A *utility function* is a real-valued function that measures the "goodness" of an option to a decision maker, in the following sense:

- If there is no uncertainty about aspects of the world relating to preferences between Options A and B, Option A is preferred to Option B if and only if the utility of A is larger than the utility of B;
- If there is uncertainty, then Option A is preferred to Option B if and only if the mathematical expectation of the utility of Option A is greater than the mathematical expectation of Option B, where the expectation is with respect to the decision maker's probabilities for the relevant uncertainties.

A *single attribute utility function* is a numerical function that measures the "goodness" of a single attribute of value. Generally, utility functions are assessed by defining single attribute utility functions for each of the attributes and combining them into a multi-attribute utility function.

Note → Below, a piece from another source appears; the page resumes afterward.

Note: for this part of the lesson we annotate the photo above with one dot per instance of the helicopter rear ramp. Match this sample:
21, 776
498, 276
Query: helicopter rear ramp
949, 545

A single attribute utility function is often assessed by defining a *measurable value function* for the attribute. A measurable value function is monotonically related to utility. It satisfies the property that differences in the measurable value function correspond to differences in value to the decision maker. For example, if Options A, B, and C have values 0.2, 0.4,and 0.6, then the degree to which B is preferred to A is the same as the degree to which C is preferred to B. If uncertainty is important, then measurable value functions can be transformed into utility functions by assessing the decision maker's risk attitude (e.g., risk seeking or risk averse).